Während in Schieder und Steinheim die Arbeit ruhte, wurde nach Angaben eines Unternehmenssprechers in den ausländischen Werken weiter produziert.
Für heute ist ein Treffen des Sachverständigen Sven-Holger Undritz mit dem Detmolder Insolvenzrichter Klaus-Peter Busch vorgesehen. »Der Antrag auf vorläufige Insolvenz kann weiterhin zurückgenommen werden«, sagte ein Gerichtssprecher.
Die Gewerkschaft IG Metall hatte gestern ihre Kritik an die Geschäftsführung von Schieder erneuert. »Man darf nicht vergessen: Schuld an der Misere bei Schieder ist nicht die Deutsche Bank ist, sondern das Management. Dort wurden Fehler gemacht. Rolf Demuth hat angesichts der Verschachtelung der Firmengruppe den Überblick verloren«, sagte Reinhard Seiler, Erster Bevöllmächtigter der IG Metall Detmold. Schieder beschäftigt 11000 Mitarbeiter, davon 750 in Ostwestfalen-Lippe.

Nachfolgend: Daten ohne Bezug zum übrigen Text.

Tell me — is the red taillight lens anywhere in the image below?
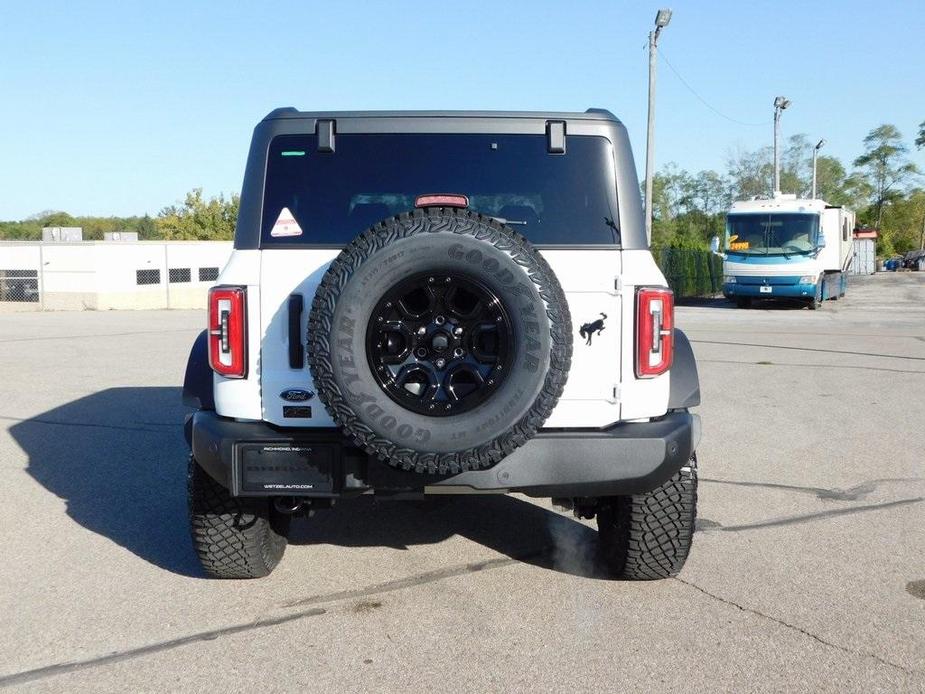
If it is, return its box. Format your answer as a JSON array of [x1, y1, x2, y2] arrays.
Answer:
[[209, 287, 247, 378], [636, 287, 674, 378]]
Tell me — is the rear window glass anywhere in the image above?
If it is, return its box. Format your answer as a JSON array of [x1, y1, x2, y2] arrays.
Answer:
[[261, 134, 620, 247]]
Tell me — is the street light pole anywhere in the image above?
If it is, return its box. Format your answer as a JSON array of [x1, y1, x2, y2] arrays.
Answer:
[[812, 140, 825, 200], [773, 96, 790, 196], [646, 10, 671, 245]]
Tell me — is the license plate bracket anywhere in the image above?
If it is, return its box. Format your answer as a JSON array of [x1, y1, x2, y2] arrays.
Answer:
[[232, 441, 340, 497]]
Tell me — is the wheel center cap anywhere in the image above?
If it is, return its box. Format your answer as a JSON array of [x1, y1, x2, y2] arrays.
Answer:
[[430, 333, 450, 352]]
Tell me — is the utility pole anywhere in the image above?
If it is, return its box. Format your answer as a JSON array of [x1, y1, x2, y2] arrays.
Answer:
[[812, 140, 825, 200], [773, 96, 790, 197], [646, 10, 671, 245]]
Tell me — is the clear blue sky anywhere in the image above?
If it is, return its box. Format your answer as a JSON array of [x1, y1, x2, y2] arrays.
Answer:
[[0, 0, 925, 219]]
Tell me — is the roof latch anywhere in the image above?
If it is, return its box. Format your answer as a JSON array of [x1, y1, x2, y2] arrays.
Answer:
[[315, 120, 336, 152], [546, 120, 565, 154]]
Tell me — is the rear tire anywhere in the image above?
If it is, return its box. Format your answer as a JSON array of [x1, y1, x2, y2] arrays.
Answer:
[[597, 453, 697, 581], [187, 456, 290, 578]]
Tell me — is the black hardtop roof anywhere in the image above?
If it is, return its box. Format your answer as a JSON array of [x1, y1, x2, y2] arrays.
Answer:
[[263, 106, 620, 123]]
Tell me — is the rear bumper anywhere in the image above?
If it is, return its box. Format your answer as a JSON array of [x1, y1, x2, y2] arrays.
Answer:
[[723, 282, 816, 299], [186, 410, 700, 498]]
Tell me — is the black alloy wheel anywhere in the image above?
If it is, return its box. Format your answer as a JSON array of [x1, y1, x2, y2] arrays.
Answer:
[[366, 273, 514, 416]]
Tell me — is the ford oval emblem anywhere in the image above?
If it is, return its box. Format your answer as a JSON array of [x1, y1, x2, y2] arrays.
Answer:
[[279, 388, 315, 402]]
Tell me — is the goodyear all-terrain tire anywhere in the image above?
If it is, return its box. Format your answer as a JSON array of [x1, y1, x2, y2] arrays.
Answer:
[[187, 456, 290, 578], [597, 454, 697, 580], [308, 208, 572, 474]]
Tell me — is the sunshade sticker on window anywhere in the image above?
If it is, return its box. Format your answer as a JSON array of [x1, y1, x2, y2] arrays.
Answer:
[[270, 207, 302, 237]]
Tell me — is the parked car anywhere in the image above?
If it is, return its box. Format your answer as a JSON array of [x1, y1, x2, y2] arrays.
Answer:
[[184, 108, 700, 579]]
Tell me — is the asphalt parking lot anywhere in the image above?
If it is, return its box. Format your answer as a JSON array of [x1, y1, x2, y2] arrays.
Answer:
[[0, 273, 925, 692]]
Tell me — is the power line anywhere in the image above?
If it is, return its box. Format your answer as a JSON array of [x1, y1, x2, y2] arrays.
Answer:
[[658, 49, 771, 128]]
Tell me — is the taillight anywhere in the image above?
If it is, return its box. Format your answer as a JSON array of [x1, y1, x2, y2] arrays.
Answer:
[[636, 287, 674, 378], [209, 287, 247, 378]]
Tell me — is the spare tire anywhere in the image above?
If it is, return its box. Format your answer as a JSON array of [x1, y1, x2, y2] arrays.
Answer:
[[308, 208, 572, 474]]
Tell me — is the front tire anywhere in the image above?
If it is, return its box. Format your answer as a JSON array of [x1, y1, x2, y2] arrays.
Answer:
[[187, 456, 290, 578], [597, 453, 697, 581]]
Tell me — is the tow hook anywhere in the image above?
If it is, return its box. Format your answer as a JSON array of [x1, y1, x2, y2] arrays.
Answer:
[[273, 496, 335, 517], [273, 496, 304, 515]]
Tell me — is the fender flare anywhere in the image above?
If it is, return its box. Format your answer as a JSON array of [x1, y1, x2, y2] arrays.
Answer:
[[668, 328, 700, 410], [183, 330, 215, 410]]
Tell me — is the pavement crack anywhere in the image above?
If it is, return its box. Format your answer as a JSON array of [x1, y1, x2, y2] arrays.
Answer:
[[280, 550, 545, 609], [0, 328, 196, 343], [0, 608, 327, 689], [698, 496, 925, 533], [691, 340, 925, 361], [700, 477, 925, 501], [0, 550, 545, 689], [0, 415, 173, 434], [674, 576, 922, 676]]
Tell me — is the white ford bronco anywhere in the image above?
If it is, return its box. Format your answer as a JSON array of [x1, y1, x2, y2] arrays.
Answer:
[[184, 108, 700, 579]]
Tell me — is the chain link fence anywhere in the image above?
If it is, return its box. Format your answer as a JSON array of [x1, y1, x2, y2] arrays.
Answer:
[[655, 248, 723, 299], [0, 269, 40, 303]]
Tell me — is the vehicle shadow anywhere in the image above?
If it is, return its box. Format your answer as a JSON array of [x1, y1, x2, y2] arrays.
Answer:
[[10, 387, 201, 576], [289, 495, 603, 578], [10, 387, 597, 577]]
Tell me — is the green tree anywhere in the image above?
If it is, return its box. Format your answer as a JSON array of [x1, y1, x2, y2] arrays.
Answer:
[[726, 147, 774, 200], [854, 124, 918, 229], [155, 188, 239, 241]]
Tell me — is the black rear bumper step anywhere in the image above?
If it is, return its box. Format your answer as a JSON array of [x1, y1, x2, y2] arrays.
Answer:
[[187, 410, 700, 497]]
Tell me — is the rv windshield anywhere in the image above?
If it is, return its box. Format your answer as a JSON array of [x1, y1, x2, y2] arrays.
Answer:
[[726, 213, 819, 255]]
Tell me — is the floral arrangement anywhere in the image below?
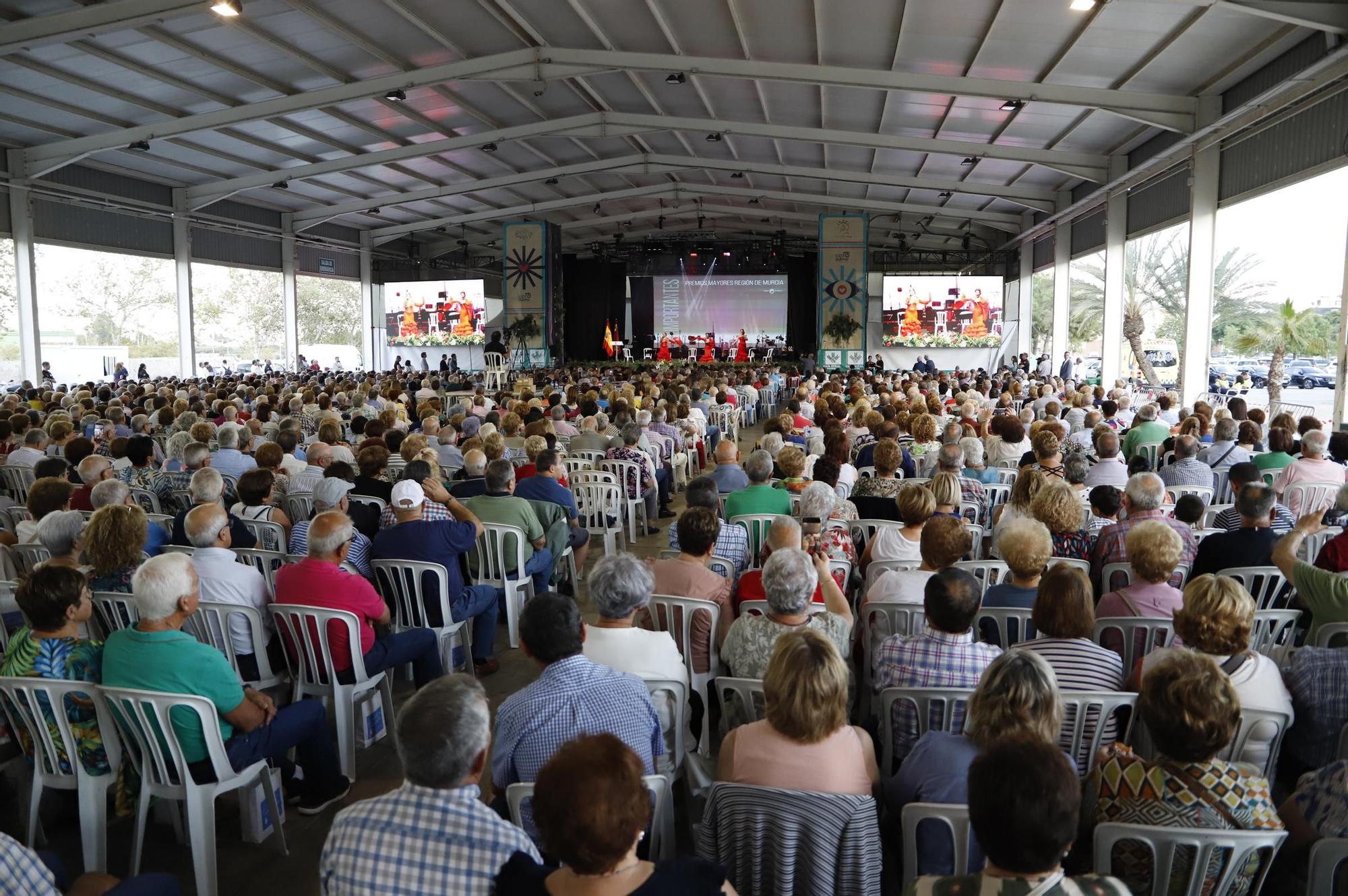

Die Schieder-Krise wirkte sich bereits auf den Möbelhandel aus. »Es gab erste Lieferverzögerungen«, sagte Gerhard Laubmeier, Geschäftsführer beim Einrichtungshaus Porta-Möbel. Das Einrichtunghaus Zurbrüggen hat die Entwicklung bei Schieder kommen sehen, sagte Vertriebschef Wolfgang Krantzen. Durch Mengenabsicherung und Ersatzlieferanten habe man sich strategisch auf die Situation eingestellt. »Unsere Kunden erhalten weiterhin ihre Möbel«, sagte Laubmeier.